CERITA GURU: Ketika “Menemani Bermain” Membutuhkan Gelar Sarjana
Ketika profesi guru tidak diakui sebagai profesi setara dengan profesi lainnya, konsekuensinya jelas: penghargaan yang tidak sepadan secara sosial maupun finansial.

Laila Nursaliha
Desainer Kurikulum. Berminat pada Kajian Curriculum Studies, Sains dan Teknologi pendidikan, serta Pendidikan Guru.
11 Juni 2025
BandungBergerak.id – Matahari sepenggalan naik agak tinggi. Peserta didik yang sedang bermain di jam istirahat sekolah berbincang dengan gurunya. Seorang peserta didik kelas TK B mendekati gurunya yang sedang mengawasi anak-anak bermain bebas. Lalu bertanya
“Ummi, kok main sama kita terus? Emangnya Ummi gak kerja?”
“Ya, Ummi ini lagi kerja.”
Mereka kebingungan. Mungkin konsep mereka bekerja adalah pergi ke kantor
Saya yang melihat percakapan guru dan peserta didik itu pun merasa tergelitik. Jadi, selama ini sebagian anak tidak tahu atau tidak merasa kalau gurunya itu sedang bekerja. Ternyata bukan kami saja yang mengalami kejadian serupa, rekan kami guru Sekolah Dasar pun menceritakan hal serupa. Bahwa ibu guru ke sekolah, menurut mereka, itu bukan bekerja tapi menemani mereka main dan belajar.
Anak-anak tidak tahu saja, untuk sekedar menemani mereka main, diperlukan syarat lulus Sarjana. Saya ingin tertawa selepas-lepasnya. Kami memaklumi pikiran-pikiran anak-anak yang seperti itu. Tapi, sayangnya bukan hanya anak-anak saja yang berpikiran demikian. Masih banyak orang dewasa dan masyarakat yang berpikir demikian.

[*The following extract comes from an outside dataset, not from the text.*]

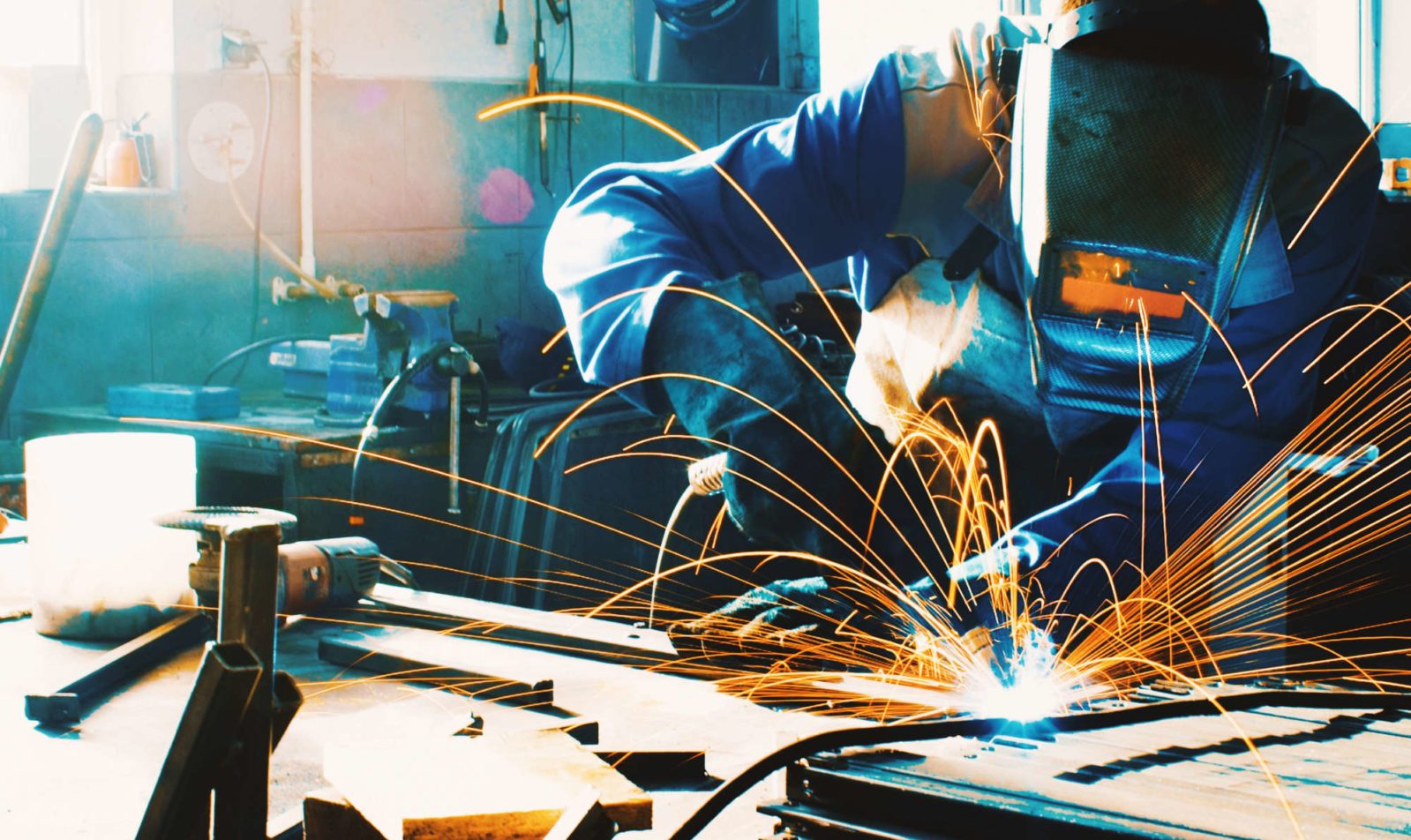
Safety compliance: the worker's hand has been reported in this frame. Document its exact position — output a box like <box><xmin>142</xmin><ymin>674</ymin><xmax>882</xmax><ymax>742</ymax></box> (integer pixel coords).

Percakapan sederhana ini membuka tabir tentang persepsi profesi guru yang begitu mengakar. Pertanyaan polos ini menyiratkan pandangan bahwa "menemani bermain" bukanlah pekerjaan serius. Ironinya, untuk "sekadar menemani bermain" ini, seseorang harus menempuh pendidikan sarjana dan memenuhi kualifikasi profesional yang ketat. Ketika profesi guru tidak diakui sebagai profesi yang setara dengan profesi lainnya, konsekuensinya jelas: penghargaan yang tidak sepadan, baik secara sosial maupun finansial.
Baca Juga: CERITA GURU: Peran Guru Profesional di Era Global
CERITA GURU: Salah Kaprah Dedi Mulyadi Membawa Siswa ke Barak Militer
CERITA GURU: Walau Habis Terang
Guru: Pekerja Pengetahuan sekaligus Pekerja Pengasuhan
Dalam pendidikan anak usia dini, batas antara mengajar dan mengasuh sering kali kabur. Para guru PAUD dan TK tidak hanya mentransfer pengetahuan, tetapi juga memenuhi kebutuhan emosional, fisik, dan sosial anak-anak. Mengasuh dalam konteks ini mencakup berbagai tindakan yang sering tidak terlihat sebagai "pekerjaan" dalam arti konvensional:
Di lapangan, Guru PAUD melakukan beberapa pekerjaan multidimensional seperti merancang lingkungan pembelajaran yang diperlukan untuk perkembangan peserta didik, mendiagnosis kebutuhan sosial dan emosional anak, melakukan asesmen deteksi dini pertumbuhan dan perkembangan anak, serta membangun jembatan antara sekolah dan rumah.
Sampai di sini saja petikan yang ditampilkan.